Immunological characterization of compensatory anti-inflammatory response syndrome in patients with severe sepsis: a longitudinal study*.

Author information

  • 11Grupo Inmunovirologia, Facultad de Medicina, Universidad de Antioquia, Medellín, Colombia. 2Grupo Académico de Epidemiologia Clínica, Facultad de Medicina, Universidad de Antioquia, Medellín, Colombia. 3Departamento de Ciencias Básicas, Facultad Nacional de Salud Pública, Universidad de Antioquia, Medellín, Colombia. 4Departamento de Microbiología y Parasitología, Facultad de Medicina, Universidad de Antioquia, Medellín, Colombia. 5Departamento de Medicina Interna, Facultad de Medicina, Universidad de Antioquia, Medellín, Colombia. 6Unidad de Investigaciones, Hospital Pablo Tobón Uribe, Medellín, Colombia.

Abstract

OBJECTIVES:

To perform a complete immunological characterization of compensatory anti-inflammatory response syndrome in patients with sepsis and to explore the relationship between these changes and clinical outcomes of 28-day mortality and secondary infections.

DESIGN:

Prospective single-center study conducted between April 2011 and December 2012.

SETTING:

ICUs from Hospital Universitario San Vicente Fundación at Medellin, Colombia.

PATIENTS:

One hundred forty-eight patients with severe sepsis.

INTERVENTIONS:

None.

MEASUREMENTS AND MAIN RESULTS:

At days 0, 1, 3, 5, 10, and 28, we determined the expression of HLA-DR in monocytes and the apoptosis and the proliferation index in T lymphocytes, as well as the levels of tumor necrosis factor-α, interleukin-6, interleukin-1β, interleukin-10, and transforming growth factor-β in both plasma and cell culture supernatants of peripheral blood mononuclear cells.
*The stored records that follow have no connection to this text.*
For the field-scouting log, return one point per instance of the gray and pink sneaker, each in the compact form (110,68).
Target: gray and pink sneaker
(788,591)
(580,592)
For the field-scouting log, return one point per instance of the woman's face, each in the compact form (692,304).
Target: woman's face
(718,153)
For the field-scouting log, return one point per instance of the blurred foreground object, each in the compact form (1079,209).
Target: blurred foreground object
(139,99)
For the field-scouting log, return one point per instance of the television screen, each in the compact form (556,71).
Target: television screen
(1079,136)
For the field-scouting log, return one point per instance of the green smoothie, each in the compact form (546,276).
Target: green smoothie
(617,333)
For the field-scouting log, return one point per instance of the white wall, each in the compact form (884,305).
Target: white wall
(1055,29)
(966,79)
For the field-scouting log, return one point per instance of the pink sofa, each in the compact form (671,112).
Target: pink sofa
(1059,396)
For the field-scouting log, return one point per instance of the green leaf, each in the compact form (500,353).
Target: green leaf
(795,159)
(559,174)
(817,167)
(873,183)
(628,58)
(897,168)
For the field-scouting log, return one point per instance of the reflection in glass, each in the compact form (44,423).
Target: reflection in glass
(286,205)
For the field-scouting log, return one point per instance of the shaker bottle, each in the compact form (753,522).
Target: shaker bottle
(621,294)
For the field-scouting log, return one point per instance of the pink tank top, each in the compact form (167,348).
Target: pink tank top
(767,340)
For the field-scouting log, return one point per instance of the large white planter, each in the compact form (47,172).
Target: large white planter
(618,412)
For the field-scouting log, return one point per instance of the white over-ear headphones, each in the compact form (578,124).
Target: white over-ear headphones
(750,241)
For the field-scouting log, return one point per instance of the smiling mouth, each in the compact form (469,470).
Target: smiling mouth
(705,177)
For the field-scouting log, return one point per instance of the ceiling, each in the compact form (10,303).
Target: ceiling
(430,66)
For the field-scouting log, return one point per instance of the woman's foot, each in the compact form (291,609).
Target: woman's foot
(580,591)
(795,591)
The mean percentage of HLA-DR was 60.7 at enrollment and increased by 0.9% (95% CI, 0.7-1.2%) per day. The mean percentage of CD4 T cells and CD8 T cells AV+/7-AAD- at enrollment was 37.2% and 20.4%, respectively, but it diminished at a rate of -0.5% (95% CI, -0.7% to -0.3%) and -0.3% (95% CI, -0.4% to -0.2%) per day, respectively. Plasma levels of interleukin-6 and interleukin-10 were 290 and 166 pg/mL and decreased at a rate of -7.8 pg/mL (95% CI, -9.5 to -6.1 pg/mL) and -4 pg/mL (95% CI, -5.1 to -2.8 pg/mL) per day, respectively. After controlling for confounders, only sustained plasma levels of interleukin-6 increase the risk of death (hazard ratio 1.003; 95% CI, 1.001-1.006).

CONCLUSIONS:

We found no evidence to support a two-phase model of sepsis pathophysiology. However, immunological variables did behave in a mixed and time-dependent manner. Further studies should evaluate changes over time of interleukin-6 plasma levels as a prognostic biomarker for critically ill patients.

PMID:
24365860
[PubMed - indexed for MEDLINE]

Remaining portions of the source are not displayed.